As though the point of my blog is to harass other poor souls who are in the trenches every day. Children need broccoli! There's really no substitute for "homemade." If Gwyneth Paltrow can do it, why can't you? No way! The point of my blog is to LIFT UP other poor souls who are in the trenches every day. I'm not judging you. I'm just like you.
Is this what the stupid "Mommy Wars" are about? Making each other feel bad about the way we're all raising our kids? I read something on Momastery today about the SMWs and Glennon Melton nailed it on the head. "I think the 'mommy war' is a battle that rages INSIDE each parent -- that internal battle between guilt and sanity -- between 'perfection' and reality. Between what family life is supposed look like (calm and pretty and Pinterest!) and what family life actually looks like (chaos and messy and Survivor!)." She goes on to say that we take this to the battle to the "outside" but I want to focus on the inside here.
Because it's so simple. We all have strengths and causes we're willing to take up. That's what makes us all good moms. I had a Halloween lunch for a few preschoolers and their moms last week and those ladies were so gracious, thanking me for having them over and apologetically pointing out that they hadn't bothered to cut up string cheese into witches' brooms or wrap turkey dogs in strips of crescent roll dough. Here's what they did instead: helped all the kids get into their costumes and took amazing photos of the whole shindig while I was fiddling around with dried fruit and nut snacks that were supposed to look like pumpkins.
Everyone is doing something right.
As a parent I'm focusing on food (along with a few other things like knowing God, working hard, getting a good education, laughing with your family) because it's something I've struggled with in life. A big appetite and precious little knowledge about what to cook, how to cook and how much I should eat has left me thinking of a Bridget Jones line from years back, "I will always be just a little bit fat!" Having three kids in four years hasn't helped my midsection any, but that's even more reason to figure it out now.

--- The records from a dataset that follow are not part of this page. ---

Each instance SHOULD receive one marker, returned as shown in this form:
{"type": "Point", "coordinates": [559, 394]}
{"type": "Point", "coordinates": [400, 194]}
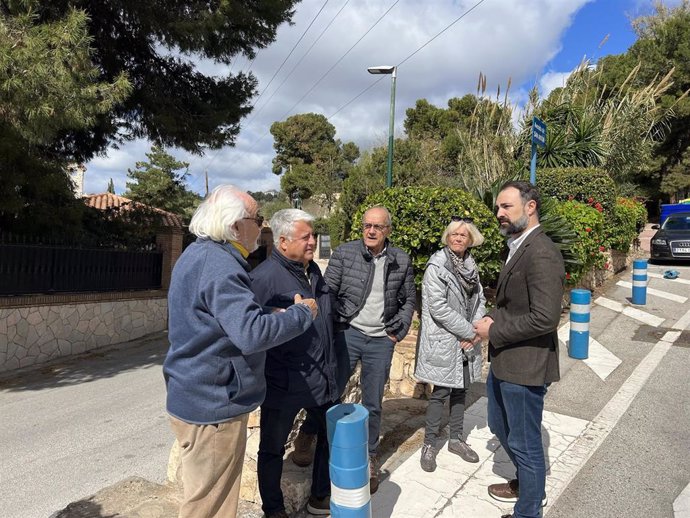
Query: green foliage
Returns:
{"type": "Point", "coordinates": [157, 184]}
{"type": "Point", "coordinates": [310, 159]}
{"type": "Point", "coordinates": [48, 83]}
{"type": "Point", "coordinates": [421, 214]}
{"type": "Point", "coordinates": [588, 225]}
{"type": "Point", "coordinates": [587, 185]}
{"type": "Point", "coordinates": [161, 46]}
{"type": "Point", "coordinates": [624, 224]}
{"type": "Point", "coordinates": [48, 86]}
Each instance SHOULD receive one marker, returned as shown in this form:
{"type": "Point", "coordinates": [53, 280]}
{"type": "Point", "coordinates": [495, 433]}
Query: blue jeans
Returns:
{"type": "Point", "coordinates": [514, 417]}
{"type": "Point", "coordinates": [375, 353]}
{"type": "Point", "coordinates": [275, 429]}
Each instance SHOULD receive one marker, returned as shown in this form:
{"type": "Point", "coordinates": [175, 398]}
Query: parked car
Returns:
{"type": "Point", "coordinates": [672, 240]}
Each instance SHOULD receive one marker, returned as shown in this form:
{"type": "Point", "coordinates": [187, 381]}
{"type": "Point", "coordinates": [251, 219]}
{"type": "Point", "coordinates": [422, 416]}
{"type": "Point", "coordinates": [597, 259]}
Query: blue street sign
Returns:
{"type": "Point", "coordinates": [538, 132]}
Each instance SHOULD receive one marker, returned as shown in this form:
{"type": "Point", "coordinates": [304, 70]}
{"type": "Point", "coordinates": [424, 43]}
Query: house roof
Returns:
{"type": "Point", "coordinates": [107, 201]}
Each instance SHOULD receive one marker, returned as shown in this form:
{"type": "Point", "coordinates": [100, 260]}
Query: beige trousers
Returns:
{"type": "Point", "coordinates": [211, 464]}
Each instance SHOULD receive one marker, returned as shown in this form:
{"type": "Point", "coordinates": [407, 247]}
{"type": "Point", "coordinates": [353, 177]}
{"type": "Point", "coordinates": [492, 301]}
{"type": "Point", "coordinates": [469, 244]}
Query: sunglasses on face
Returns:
{"type": "Point", "coordinates": [258, 219]}
{"type": "Point", "coordinates": [378, 228]}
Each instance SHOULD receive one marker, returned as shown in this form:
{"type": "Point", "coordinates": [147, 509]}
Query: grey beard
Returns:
{"type": "Point", "coordinates": [515, 227]}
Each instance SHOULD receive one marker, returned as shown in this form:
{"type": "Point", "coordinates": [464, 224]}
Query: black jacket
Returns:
{"type": "Point", "coordinates": [302, 371]}
{"type": "Point", "coordinates": [350, 274]}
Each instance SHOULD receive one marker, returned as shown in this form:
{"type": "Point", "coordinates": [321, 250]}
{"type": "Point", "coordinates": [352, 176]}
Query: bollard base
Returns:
{"type": "Point", "coordinates": [578, 347]}
{"type": "Point", "coordinates": [348, 512]}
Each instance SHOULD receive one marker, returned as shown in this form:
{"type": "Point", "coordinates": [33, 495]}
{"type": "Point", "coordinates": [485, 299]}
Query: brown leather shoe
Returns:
{"type": "Point", "coordinates": [373, 474]}
{"type": "Point", "coordinates": [509, 492]}
{"type": "Point", "coordinates": [304, 445]}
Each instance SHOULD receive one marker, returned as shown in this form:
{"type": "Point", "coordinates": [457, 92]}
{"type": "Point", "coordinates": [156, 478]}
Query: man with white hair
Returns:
{"type": "Point", "coordinates": [219, 335]}
{"type": "Point", "coordinates": [301, 374]}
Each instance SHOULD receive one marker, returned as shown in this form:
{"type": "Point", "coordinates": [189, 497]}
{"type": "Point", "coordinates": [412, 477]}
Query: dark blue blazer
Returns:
{"type": "Point", "coordinates": [302, 371]}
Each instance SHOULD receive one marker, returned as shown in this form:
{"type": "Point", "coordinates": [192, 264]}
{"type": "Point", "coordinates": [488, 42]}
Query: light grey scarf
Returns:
{"type": "Point", "coordinates": [465, 270]}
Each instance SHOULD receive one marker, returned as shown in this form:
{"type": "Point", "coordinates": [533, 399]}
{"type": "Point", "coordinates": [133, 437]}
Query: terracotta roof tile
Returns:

So I'm trying to steer my kids in another direction.
I know it's hard to cook food for kids. Food they'll eat. Maybe even thank you for. And if, IF, the stars align, not spill on the floor. That's why I write a whole blog about it. There are three small people in my family, ages 4, 2 and 1, and while they're fairly adventurous eaters there are still head-banging limits to the foods they'll eat. Carrots, no. Chili, no. Grapes, no, no and yes. It feels arbitrary and tiring to figure it out, and to do the whole thing three times every day.
I get it. If your kid only eats white food right now, you are not alone. If you're worried that a "picky eater" will grow into a stubborn child, lots of us feel exactly the same way. If you have no idea how to go to work, come home, cook a healthy meal from scratch every night before the kids go insane with hunger, bingo! We are all there.
But I think most of us are just plugging along, doing our thing. I want my kids to eat healthy food most of the time and I actually love making it for them, with them. I think it's a skill that will serve them well later on, as well as the memories too. There are moms who are running circles around me when it comes to crafting cute things, volunteering at school, decorating cool kids' rooms, probably cooking and certainly writing. I love it. THANK YOU for being so good at what you do. You're an inspiration to me and I hope that my blog, with all its fun ideas and total failures, can be a glimmer of hope for you. That's its job.